Mediastinal tumor is the most frequent cause leading to a SVC syndrome which is a medical emergency [10]. Definite diagnosis of a mediastinal tumor still depends on histopathology. Tissue characterization with some non-invasive techniques, e.g. computerized axial tomography and magnetic resonance image study, is usually not sufficient for classifying malignant tumors, and frequently not even for distinguishing malignant from benign tumors. Procedures aiding histopathological diagnosis in new cases of SVC syndrome with mediastinal tumor include sonoguided tumor biopsy, mediastinoscopy and mediastinotomy [11]. However, with these procedures, some cases still remain undiagnosed [11]. Under such circumstances, cytology provides good assistance to diagnosis-making.
But in the absence of tissue texture, the distinction of lymphoma cells from reactive lymphoid cells, especially in body fluids, may not be clear [7]. In that case, immunochemistry may help make diagnosis but also may fail, especially in a heterogeneous cell population. Molecular genetic study which merits high sensitivity in picking out a specific clone from a heterogenous population offers an alternative to provide evidence of malignancy. Among the molecular studies, clone analysis is one of the most powerful approaches, especially for hematological malignancies [1,2]. For this, analysis of antigen receptor genes, Ig and TCR genes, has been employed widely to exhibit the clonality of lymphoid populations. Analysis of Ig or TCR genes by Southern blot technique allows detection of clonal populations comprising as little as 0.15% of the total cells; therefore, can provide support for the diagnosis of lymphoid neoplasm, when histologic and immunologic techniques are inconclusive [1].
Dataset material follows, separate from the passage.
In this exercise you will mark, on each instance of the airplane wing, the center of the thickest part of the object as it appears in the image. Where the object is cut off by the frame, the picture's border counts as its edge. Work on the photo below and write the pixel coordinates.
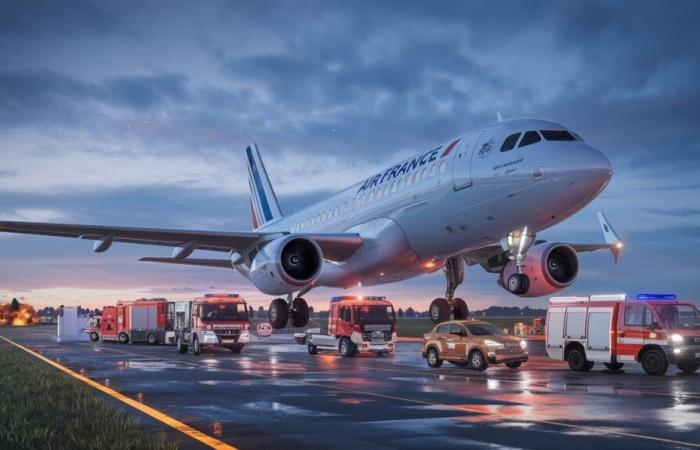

A general rule is that malignant Iymphoid tumors exhibit clonal antigen receptor gene rearrangement, whereas benign reactive lymphoid hyperplasias do not. However, this rule is not absolute, although nearly all monoclonal lymphoid disorders which do not behave in a malignant fashion have a predisposition to malignant progression [12]. Therefore, the presence of an invasive clinical behavior or malignant immunophenotypic features would link more convincingly the monoclonality of lymphoproliferative disease to a malignancy.
The immunophenotypic criteria for the diagnosis of non-Hodgkin's lymphoma has been documented by many investigators [12-14]. The criteria for T-cell malignancy include evidences of monoclonality and abnormal antigen expression, such as loss of pan-T antigens and loss or coexpression of T-subset antigens. It has been reported that about 80% of T- lineage neoplasms presented these immunophenotypic abnormalities and distinguished them from benign, reactive lymphoid process.
In this case, the presence of monoclonal T cell population in pleural effusion was unequivocally demonstrated by rearrangements of TCR beta gene in 3 enzyme-restricted DNAs and the overwhelming T cell population of uniform subtype markers. Monoclonality in conjunction with the invasive behavior of this tumor made the diagnosis of malignant lymphoma unquestionable. Meanwhile, the double negativity of both CD4 and CD8 markers also suggested a malignant lymphoma. Taken together, all the features of immunophenotyping and the TCR beta gene rearrangement could fit the diagnosis of lymphoblastic lymphoma.
In summary, it was demonstrated that in the presence of invasive clinical behavior antigen receptor gene rearrangement has facilitated the diagnosis of a malignant lymphoma. The analysis of antigen receptor gene has offered an effective alternative equivalent to immunochemistry in documenting features of malignant lymphoproliferative clone. Besides, it allows detection of a lymphoproliferative clone of very small amount in a heterogeneous cell population.